Güncelleme Tarihi:
Azıcık İngilizce, çokça Arapça ve biraz da beden diliyle anında kontrol altına alıveriyor çoğunluğu Fransızlardan oluşan şefleri. Mutfağa girer girmez çarşafının üstüne ‘Executive Chef’ iğnesini gururla takıyor hemen. Sanırsınız dünyanın en iyi mutfak okullarında okumuş ya da yıllarca profesyonel mutfakları yönetmiş... Hiçbiri değil! Ama mutfağa hâkim. Ünlü bir Fransız şefle ortak restoran açacak kadar kendine güveniyor. Shams Al Qassabi ya da herkesin söylediği şekliyle ‘Şems’ tanıdığım en ilham veren insanlardan biri.
Şems’in öyküsü bundan 20 yıl önce başlıyor... Kocası genç yaşta malulen emekli olunca beş çocuğun okuluna ve yaşamlarına yetmiyor para. Şems o esnada 40’lı yaşlarının başında. Kızının okulundaki kermes için bir şeyler götürmesi gerekince bahçesindeki limonları toplayıp konserve yapıyor (mutfaklarında çok kullanılıyor) ve yok satıyor. O gün, bir hafta sonra açılacak şık bir pazar için kendisine ücretsiz stant öneriyor bir veli. “Limonların yanına daha çok şey koymalıyım” diyor ve konservelerden kazandığı parayı sermaye yaparak baharatçısının kapısını çalıyor.

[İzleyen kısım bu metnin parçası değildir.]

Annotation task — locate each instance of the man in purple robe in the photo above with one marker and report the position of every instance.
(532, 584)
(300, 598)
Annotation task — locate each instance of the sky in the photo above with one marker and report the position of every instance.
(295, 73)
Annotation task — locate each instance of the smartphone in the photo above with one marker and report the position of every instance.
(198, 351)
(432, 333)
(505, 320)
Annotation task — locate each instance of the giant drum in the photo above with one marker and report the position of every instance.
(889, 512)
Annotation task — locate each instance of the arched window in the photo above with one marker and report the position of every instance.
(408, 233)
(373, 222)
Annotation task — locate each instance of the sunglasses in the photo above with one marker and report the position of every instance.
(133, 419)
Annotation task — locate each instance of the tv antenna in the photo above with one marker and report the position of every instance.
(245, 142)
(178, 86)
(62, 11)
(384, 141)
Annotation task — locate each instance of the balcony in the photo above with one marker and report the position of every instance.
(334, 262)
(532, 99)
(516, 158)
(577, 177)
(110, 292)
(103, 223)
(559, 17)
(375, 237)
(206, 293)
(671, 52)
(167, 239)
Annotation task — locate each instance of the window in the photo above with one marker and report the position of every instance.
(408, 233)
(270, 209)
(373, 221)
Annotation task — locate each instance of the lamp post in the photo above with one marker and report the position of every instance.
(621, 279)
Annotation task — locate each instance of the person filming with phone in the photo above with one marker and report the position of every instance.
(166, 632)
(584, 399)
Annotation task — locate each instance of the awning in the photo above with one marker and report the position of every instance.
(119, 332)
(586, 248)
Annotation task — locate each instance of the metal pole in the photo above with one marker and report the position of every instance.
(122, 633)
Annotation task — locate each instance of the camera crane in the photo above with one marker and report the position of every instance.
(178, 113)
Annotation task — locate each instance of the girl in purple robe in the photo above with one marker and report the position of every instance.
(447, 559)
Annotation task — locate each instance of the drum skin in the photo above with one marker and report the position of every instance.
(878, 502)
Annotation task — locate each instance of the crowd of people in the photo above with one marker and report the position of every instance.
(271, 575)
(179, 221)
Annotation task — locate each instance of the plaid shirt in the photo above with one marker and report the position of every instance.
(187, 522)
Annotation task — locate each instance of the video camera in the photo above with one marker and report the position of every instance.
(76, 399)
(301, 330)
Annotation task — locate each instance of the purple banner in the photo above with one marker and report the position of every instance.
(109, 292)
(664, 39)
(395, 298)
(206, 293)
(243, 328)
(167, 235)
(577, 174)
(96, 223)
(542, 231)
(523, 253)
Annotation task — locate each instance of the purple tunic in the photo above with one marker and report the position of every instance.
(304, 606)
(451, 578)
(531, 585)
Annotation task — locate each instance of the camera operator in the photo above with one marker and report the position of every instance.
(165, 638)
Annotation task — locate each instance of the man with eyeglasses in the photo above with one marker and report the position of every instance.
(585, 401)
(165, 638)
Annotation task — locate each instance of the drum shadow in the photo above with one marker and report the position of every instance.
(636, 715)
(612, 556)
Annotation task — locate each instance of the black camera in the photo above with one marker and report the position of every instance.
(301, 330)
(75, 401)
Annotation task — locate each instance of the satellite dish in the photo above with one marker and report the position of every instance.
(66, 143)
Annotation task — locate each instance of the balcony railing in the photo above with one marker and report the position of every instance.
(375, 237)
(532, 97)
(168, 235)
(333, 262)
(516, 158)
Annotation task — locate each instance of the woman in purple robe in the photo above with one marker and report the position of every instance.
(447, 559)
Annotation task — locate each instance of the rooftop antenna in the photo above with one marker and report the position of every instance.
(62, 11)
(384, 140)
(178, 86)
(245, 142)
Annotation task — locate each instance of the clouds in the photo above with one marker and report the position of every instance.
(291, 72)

Kahvaltı dükkânı dolup taşıyor
Topladığı baharatı kırık kahve değirmeninde öğüterek elinin lezzetiyle nam salmış büyükannesinden öğrendiği gizli formüllerle türlü baharat karışımları hazırlıyor. Ve bingo! Öyle bir ilgi çekiyor ki artık eve sipariş almaya başlıyor. Derken, şehrin en eski çarşısı olan Souq Wakif’ta minicik bir yer kiralıyor. O zamanlar bir kadının değil ticaret yapması, herhangi bir işte çalışması bile gereksiz görülüp engelleniyor Katar’da. İlk yıl çok zor geçiyor Şems için. Fakat daha sonra Emir’in eşinin dükkânına gelip bizzat alışveriş yaparak destek verdiğini göstermesiyle her şey değişiveriyor. Bundan dört yıl önce bir de kahvaltı mekânı açıyor. Üstelik klasik Katar kahvaltısını kendince stilize ederek... Şu an kahvaltı dükkânı dolup taşıyor. Baharat için bir üretimhane kurmak üzere. Ve iki ay önce şehirde yeni açılan Park Hyatt otelinin içinde Michelin yıldızlı Fransız şef Jean-François Rouquette ile birlikte Opus adlı restoranı açıyor.
O, geleneksel Katar mutfağından tabaklar hazırlarken Fransız şef de bölge malzemeleriyle bir mönü yaratıyor. Kendisiyle üç yıl önce tanışmıştım. Ne dediyse gerçekleştirdi.
“Sağlığım iyi olsun, daha da bir şey önümde duramaz” diyor. Aklıma 72 yaşında Michelin yıldızı alan Bangkok’taki sokak yemekçisi Jay Fai ve Koçi’de 50’lerinde beş yıldızlı bir otelin mutfağını yöneten ‘executive chef’ Latha Kathi geliyor. Sizce de bu azimli kadınları alkışlamak gerekmez mi?